Some say the Net is making everything transparent anyway. So why shouldn’t all employers just ask people to put it all on the record — right there on the job application, just like the next president does? Imagine if companies took the lead and raised the bar. (Think of the fun people you’d meet!)

  1. It’s unrealistic. None of us wants to be identified with the most embarrassing moments of our lives. So, few, if any, will honestly respond to such a questionnaire. And the honest ones will lose out.

  2. It crosses the line between your professional life and your personal life. They ARE different.

    It that same spirit I should want to know everything about my potential boss’s life from grade school on. He or she will have far more influence over my life then I over theirs.

  3. Well, too few would answer all questions in full honesty, and the more questions you ask, the trickier it is to catch liars (because if everyone lies/exaggerates, it would be to varying degrees and most would get away with it).

    The other problem is that you’d need the employment industry to go through all those forms and conduct verification, making this a very expensive hiring process.

    Say, didn’t you earlier mention that it’s a good idea to deny salary history information? Just seems ironic.

  4. Law applies here as anywhere: I can’t ask questions that aren’t related to the job. If I’m forming the most visible and powerful government in the world, then my questions pertaining to public perception of connections or wrongdoing are legitimate. If employed at a private company, the questions may be asked, but rejection based on answers should be more limited to actual liability. Still, you may still be judged on your associations and misdeed.

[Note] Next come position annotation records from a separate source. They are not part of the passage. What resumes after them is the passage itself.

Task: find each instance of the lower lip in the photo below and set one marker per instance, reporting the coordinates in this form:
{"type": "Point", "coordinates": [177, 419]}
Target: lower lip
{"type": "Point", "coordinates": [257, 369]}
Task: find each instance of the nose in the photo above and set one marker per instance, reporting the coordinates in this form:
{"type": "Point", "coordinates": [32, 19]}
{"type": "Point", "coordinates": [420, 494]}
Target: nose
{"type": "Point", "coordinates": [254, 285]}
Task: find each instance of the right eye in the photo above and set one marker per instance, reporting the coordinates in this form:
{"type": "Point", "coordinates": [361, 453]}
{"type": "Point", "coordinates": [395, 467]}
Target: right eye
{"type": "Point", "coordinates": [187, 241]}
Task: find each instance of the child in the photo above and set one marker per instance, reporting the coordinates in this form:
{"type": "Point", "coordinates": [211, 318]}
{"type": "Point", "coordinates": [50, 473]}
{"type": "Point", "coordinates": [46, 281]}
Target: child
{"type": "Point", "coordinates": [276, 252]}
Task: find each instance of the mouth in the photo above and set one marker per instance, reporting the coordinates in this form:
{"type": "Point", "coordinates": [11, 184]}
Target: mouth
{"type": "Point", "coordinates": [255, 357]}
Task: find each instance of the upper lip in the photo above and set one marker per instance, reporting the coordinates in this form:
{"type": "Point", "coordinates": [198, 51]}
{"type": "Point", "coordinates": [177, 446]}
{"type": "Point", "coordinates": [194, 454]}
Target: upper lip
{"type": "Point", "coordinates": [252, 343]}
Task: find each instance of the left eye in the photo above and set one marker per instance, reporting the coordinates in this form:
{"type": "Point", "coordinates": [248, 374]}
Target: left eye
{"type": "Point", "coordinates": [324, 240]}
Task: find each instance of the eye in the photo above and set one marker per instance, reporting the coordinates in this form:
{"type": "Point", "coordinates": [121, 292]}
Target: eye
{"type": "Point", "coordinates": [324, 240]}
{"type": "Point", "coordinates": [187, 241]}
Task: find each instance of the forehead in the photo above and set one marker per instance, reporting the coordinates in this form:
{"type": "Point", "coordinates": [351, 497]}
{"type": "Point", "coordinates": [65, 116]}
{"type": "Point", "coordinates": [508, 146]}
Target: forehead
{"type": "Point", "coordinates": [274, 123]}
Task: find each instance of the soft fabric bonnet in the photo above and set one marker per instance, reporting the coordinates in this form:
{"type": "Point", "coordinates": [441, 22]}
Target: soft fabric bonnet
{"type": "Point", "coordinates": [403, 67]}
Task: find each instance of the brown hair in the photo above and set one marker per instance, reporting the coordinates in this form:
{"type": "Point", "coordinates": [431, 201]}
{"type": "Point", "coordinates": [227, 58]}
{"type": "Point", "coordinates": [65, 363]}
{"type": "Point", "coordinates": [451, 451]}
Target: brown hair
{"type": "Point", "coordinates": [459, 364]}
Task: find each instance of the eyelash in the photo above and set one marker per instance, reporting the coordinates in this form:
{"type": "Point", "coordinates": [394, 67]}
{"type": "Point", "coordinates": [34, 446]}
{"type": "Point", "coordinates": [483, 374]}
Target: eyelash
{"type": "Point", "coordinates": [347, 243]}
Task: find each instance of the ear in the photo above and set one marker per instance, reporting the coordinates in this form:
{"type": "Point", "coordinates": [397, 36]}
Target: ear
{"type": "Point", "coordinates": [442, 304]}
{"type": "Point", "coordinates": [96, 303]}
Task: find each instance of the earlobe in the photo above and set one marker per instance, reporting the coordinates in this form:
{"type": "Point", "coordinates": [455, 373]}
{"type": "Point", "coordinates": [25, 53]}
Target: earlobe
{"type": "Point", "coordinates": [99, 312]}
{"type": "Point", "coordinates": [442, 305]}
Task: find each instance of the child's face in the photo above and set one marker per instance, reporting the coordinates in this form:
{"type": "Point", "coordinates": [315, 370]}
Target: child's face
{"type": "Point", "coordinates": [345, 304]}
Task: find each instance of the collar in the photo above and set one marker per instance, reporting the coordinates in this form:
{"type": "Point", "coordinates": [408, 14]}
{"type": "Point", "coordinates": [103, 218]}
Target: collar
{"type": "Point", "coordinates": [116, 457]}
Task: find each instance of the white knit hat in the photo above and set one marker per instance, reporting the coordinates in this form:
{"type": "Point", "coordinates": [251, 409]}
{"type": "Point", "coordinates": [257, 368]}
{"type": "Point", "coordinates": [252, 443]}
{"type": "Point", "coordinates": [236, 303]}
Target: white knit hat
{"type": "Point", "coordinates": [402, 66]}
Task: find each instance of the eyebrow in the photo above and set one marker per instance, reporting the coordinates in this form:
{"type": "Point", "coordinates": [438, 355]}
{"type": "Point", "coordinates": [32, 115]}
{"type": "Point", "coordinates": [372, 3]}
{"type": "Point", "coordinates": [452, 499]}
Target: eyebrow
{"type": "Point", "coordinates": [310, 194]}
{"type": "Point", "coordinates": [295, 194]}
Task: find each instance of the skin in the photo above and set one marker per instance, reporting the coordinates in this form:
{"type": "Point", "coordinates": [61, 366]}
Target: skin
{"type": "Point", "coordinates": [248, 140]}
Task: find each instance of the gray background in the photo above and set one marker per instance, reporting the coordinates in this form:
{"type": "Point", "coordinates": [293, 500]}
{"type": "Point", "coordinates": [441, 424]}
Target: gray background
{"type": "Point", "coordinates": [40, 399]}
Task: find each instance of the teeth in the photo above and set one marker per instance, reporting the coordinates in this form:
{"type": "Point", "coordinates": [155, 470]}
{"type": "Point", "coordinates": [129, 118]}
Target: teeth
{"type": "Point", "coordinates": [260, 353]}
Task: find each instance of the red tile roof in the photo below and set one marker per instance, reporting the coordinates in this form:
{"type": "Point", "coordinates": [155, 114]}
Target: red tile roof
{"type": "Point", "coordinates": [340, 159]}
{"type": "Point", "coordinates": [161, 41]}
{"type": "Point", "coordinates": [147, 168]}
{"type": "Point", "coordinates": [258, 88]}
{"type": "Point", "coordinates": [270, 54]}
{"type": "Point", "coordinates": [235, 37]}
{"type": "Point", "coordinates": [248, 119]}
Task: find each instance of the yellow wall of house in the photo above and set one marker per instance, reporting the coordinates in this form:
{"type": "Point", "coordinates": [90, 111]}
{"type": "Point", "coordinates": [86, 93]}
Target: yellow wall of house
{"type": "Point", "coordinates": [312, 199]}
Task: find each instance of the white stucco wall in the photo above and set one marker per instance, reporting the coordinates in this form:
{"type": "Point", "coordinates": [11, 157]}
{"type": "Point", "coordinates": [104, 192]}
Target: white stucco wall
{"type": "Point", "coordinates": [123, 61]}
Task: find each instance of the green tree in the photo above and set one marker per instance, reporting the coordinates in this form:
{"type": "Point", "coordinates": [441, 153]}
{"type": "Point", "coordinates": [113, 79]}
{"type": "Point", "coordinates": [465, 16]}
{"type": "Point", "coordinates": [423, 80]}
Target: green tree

    I think my critique of the idea is deeper: If an employer cannot differentiate what matters from what does not, who wants to work there? That’s why I welcome everyone to ask, and I answer. Then again, I’m not running the free world.

  5. In the US, media and politicians (especially from the opposing party!) are obsessed with candidates sex life. No matter how skilled you are, if you aren’t fully heterosexually happily married to the spouse for eternity, you are judged as an immoral being. Out you go, never mind how skilled you are.

    Here in Norway the obsession is not with sex, but money and bureaucratic rules, no matter how small. If a politician happens to use the work credit card for private payments, forgets a tax payment, no matter how small, hell is loose. One recently had to resign because she had forgotten a few bureaucratic rules regarding a room she rented out.

    But, you can of course waste away millions of taxpayers money, that’s OK.

    The point is that for politicians, media are obsessed with issues that are really not relevant to wheteher a person can do a job or not. There is, of course, a difference between forgetting a small tax payment and deliberately hiding billions of dollars – character matters – but nobody is perfect, but candidates are supposed to be – and have to pretend.

    They shouldn’t have to, neither in politics or in business life. Concentrate on job relevant issues.

  6. Are you being sarcastic, Nick?

  7. Personal actions do impact public ones, contrary to all our pretending otherwise.

    I don’t think any survey will help though since we are not an honest people, in general, these days. Some people are much more easily searchable via Google and such. It will make for an interesting time.